- Power type: Steam
- Builder: Nasmyth, Wilson and Company
- Serial number: L 1350 – L 1351
- Build date: 1921
- Total produced: 2
- Configuration:: ​
- • Whyte: 4-8-0
- Gauge: 1,000 mm (3 ft 3+3⁄8 in)
- Operators: Uganda Railway (UR); → Kenya-Uganda Railway (KUR);
- Class: UR: GC class; KUR: GC class / EB2 class;
- Numbers: 119–120
- Disposition: Both scrapped

= UR GC class =

The UR GC class, later known as the UR / KUR EB2 class, was a class of gauge steam locomotives built by Nasmyth, Wilson and Company in Patricroft, Salford, England, for the Uganda Railway (UR). Its design was very similar to that of the earlier UR G class and UR GB class, save that the two members of the GC class were equipped with piston valves and a Robinson superheater.

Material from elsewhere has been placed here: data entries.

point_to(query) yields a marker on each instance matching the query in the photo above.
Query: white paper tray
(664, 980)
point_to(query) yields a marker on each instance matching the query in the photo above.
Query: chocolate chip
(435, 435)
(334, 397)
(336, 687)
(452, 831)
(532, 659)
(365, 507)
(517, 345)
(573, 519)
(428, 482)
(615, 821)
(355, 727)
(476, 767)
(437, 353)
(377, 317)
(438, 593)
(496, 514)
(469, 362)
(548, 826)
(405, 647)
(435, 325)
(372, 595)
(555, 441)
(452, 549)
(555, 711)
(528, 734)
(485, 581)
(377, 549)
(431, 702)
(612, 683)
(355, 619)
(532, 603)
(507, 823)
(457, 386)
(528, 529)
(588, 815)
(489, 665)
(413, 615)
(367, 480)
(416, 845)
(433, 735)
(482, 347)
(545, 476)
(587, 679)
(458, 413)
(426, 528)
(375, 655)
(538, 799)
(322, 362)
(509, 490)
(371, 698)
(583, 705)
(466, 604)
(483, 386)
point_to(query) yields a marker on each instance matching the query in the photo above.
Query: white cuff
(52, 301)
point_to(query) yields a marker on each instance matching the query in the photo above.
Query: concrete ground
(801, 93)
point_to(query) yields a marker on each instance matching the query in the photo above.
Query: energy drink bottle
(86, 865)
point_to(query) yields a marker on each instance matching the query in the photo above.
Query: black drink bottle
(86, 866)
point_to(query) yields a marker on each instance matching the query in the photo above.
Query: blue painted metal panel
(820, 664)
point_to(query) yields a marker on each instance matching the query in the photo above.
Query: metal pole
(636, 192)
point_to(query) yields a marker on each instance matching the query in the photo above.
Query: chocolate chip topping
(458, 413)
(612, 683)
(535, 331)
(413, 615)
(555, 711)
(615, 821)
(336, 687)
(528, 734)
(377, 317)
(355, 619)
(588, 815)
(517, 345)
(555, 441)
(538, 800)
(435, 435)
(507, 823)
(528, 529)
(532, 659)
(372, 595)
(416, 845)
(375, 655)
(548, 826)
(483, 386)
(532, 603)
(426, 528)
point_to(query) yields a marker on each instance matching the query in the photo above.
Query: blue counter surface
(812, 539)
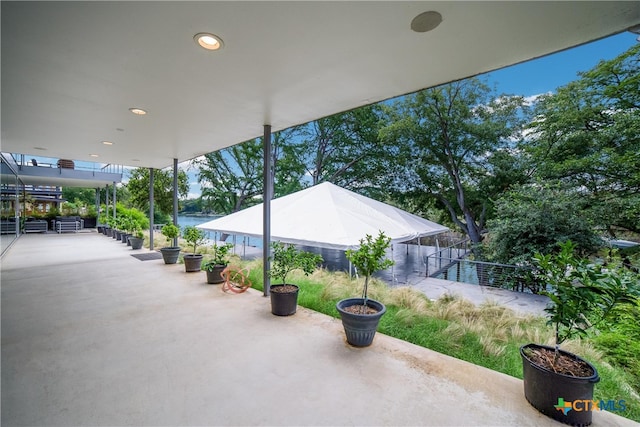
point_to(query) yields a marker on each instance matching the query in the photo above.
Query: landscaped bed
(489, 335)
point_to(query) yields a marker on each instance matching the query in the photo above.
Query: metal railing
(451, 263)
(512, 277)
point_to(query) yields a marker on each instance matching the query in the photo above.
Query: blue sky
(537, 76)
(548, 73)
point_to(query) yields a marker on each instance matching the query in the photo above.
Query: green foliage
(583, 295)
(450, 139)
(345, 149)
(138, 187)
(194, 236)
(233, 177)
(370, 257)
(588, 135)
(536, 218)
(287, 258)
(219, 254)
(449, 331)
(171, 232)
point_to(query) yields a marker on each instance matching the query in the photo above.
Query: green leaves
(219, 254)
(287, 258)
(138, 187)
(194, 236)
(583, 295)
(451, 139)
(370, 257)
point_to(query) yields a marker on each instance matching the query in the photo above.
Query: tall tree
(449, 140)
(588, 135)
(345, 149)
(138, 187)
(536, 218)
(232, 177)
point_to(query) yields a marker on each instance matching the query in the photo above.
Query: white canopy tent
(327, 216)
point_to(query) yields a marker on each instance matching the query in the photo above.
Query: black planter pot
(545, 390)
(360, 329)
(283, 303)
(214, 276)
(192, 262)
(136, 243)
(170, 254)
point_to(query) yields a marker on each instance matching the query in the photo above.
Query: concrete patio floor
(93, 336)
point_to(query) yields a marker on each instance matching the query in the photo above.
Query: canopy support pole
(114, 199)
(267, 194)
(151, 211)
(175, 197)
(393, 274)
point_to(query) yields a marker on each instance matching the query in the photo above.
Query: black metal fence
(451, 263)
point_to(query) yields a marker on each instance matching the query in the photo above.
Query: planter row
(122, 236)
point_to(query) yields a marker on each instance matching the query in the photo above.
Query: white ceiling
(71, 70)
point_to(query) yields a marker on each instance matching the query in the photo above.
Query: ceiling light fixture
(426, 21)
(208, 41)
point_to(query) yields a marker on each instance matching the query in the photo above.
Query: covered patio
(93, 336)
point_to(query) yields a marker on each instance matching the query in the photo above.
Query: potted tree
(219, 261)
(360, 316)
(194, 237)
(582, 296)
(136, 239)
(286, 258)
(170, 253)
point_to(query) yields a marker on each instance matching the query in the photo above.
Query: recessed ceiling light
(208, 41)
(426, 21)
(138, 111)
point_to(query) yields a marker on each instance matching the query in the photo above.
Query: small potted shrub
(170, 253)
(219, 261)
(194, 237)
(360, 316)
(285, 259)
(136, 239)
(582, 296)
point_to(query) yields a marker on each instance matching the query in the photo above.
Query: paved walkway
(93, 336)
(408, 271)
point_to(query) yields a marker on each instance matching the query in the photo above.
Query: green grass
(489, 335)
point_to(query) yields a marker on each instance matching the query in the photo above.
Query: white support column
(151, 207)
(267, 195)
(175, 197)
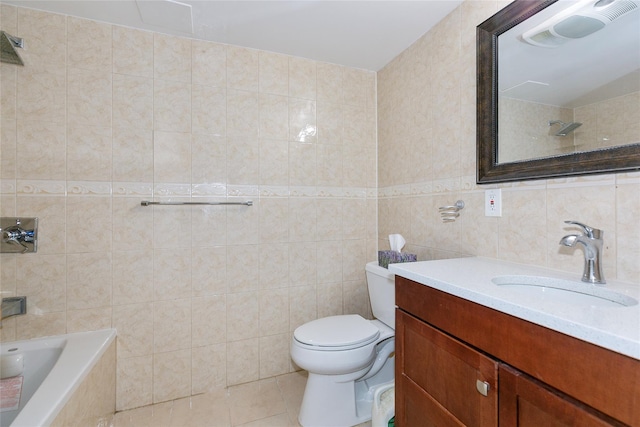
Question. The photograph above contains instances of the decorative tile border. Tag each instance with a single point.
(88, 188)
(41, 188)
(211, 189)
(168, 190)
(132, 189)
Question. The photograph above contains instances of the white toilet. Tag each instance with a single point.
(347, 357)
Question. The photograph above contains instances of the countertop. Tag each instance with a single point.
(614, 328)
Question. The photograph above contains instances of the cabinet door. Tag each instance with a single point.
(526, 402)
(438, 379)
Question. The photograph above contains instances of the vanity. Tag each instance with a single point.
(481, 342)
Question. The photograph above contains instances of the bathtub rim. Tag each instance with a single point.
(81, 352)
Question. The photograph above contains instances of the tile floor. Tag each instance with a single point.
(273, 402)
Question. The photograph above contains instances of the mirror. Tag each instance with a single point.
(558, 89)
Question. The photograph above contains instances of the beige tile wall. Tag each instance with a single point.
(426, 149)
(102, 117)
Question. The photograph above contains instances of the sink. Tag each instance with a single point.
(565, 291)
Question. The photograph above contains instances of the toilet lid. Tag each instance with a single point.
(337, 331)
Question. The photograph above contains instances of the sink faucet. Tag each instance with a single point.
(592, 242)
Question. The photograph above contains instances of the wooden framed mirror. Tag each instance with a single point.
(506, 38)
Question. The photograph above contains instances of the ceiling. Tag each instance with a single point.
(361, 34)
(584, 70)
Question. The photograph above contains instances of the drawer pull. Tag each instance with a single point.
(482, 387)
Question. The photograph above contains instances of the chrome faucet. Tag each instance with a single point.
(592, 242)
(13, 306)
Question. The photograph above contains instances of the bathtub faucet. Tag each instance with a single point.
(13, 306)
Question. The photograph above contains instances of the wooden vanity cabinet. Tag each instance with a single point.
(450, 352)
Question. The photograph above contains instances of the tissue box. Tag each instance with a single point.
(392, 257)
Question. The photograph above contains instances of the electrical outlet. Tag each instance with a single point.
(493, 202)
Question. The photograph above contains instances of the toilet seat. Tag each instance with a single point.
(337, 333)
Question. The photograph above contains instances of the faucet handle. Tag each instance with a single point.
(592, 233)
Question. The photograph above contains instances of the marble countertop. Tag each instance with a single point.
(616, 328)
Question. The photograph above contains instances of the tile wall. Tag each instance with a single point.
(426, 159)
(102, 117)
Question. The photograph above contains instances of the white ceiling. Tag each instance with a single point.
(362, 34)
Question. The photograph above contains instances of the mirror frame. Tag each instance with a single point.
(609, 160)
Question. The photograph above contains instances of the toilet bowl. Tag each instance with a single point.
(347, 358)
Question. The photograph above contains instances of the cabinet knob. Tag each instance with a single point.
(482, 387)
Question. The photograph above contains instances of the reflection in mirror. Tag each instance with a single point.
(558, 89)
(569, 80)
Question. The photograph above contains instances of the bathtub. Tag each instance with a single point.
(61, 374)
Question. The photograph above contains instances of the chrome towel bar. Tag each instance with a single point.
(147, 203)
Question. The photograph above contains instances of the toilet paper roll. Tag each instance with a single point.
(396, 242)
(11, 365)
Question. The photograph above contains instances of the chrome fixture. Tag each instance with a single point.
(8, 45)
(19, 235)
(450, 213)
(565, 128)
(13, 306)
(148, 203)
(592, 242)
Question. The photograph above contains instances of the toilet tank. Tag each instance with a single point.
(382, 293)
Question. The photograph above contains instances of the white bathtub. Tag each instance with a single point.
(54, 368)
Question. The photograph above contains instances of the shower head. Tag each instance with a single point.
(565, 128)
(8, 45)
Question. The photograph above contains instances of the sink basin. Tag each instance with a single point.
(565, 291)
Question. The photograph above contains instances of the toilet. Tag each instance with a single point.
(348, 357)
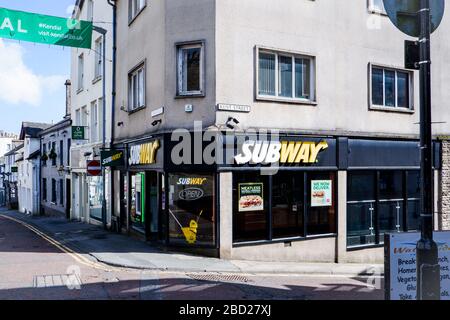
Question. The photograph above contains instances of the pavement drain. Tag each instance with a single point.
(59, 280)
(218, 277)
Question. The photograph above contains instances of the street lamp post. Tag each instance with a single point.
(428, 273)
(103, 32)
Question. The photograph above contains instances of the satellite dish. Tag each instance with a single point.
(404, 15)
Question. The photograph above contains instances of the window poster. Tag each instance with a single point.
(321, 193)
(251, 197)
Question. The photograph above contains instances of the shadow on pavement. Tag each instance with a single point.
(189, 289)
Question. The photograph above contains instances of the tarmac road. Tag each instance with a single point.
(35, 266)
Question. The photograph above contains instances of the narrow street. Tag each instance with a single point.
(34, 266)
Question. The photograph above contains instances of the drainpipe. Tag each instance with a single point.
(112, 3)
(103, 32)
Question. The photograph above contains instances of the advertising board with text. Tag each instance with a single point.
(400, 261)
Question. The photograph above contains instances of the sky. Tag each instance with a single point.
(32, 75)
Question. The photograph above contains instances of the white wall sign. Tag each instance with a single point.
(233, 107)
(400, 271)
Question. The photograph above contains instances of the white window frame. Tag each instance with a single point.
(312, 76)
(133, 77)
(373, 8)
(80, 72)
(135, 7)
(98, 68)
(181, 85)
(395, 108)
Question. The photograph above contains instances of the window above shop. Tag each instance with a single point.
(391, 89)
(285, 76)
(136, 88)
(190, 69)
(135, 7)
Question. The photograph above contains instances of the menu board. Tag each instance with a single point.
(251, 197)
(400, 271)
(321, 193)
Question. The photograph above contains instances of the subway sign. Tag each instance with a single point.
(284, 152)
(143, 154)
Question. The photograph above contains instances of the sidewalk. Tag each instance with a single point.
(121, 251)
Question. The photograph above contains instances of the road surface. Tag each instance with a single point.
(34, 266)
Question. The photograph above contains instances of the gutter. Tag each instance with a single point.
(113, 4)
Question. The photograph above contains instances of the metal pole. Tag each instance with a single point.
(428, 273)
(104, 132)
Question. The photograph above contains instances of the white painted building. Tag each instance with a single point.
(27, 160)
(87, 111)
(6, 144)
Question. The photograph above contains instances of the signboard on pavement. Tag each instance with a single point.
(400, 261)
(38, 28)
(93, 168)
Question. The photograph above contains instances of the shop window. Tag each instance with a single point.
(296, 198)
(44, 189)
(137, 201)
(191, 210)
(361, 208)
(288, 205)
(95, 197)
(413, 214)
(390, 207)
(250, 217)
(321, 214)
(381, 202)
(53, 191)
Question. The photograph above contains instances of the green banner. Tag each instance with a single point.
(25, 26)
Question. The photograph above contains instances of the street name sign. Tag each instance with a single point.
(404, 15)
(38, 28)
(400, 265)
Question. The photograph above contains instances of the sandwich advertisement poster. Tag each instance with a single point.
(251, 197)
(321, 191)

The GC class entered service on the UR in 1921, and continued in service after the UR was renamed the Kenya-Uganda Railway (KUR) in 1926. The two GC class locomotives were heavily worked as trial engines, and then written off in 1934 after proving the value of superheating. With the exception of the KUR ED1 class shunting engines, all further steam engines ordered by the KUR and its successor, the East African Railways (EAR), were superheated.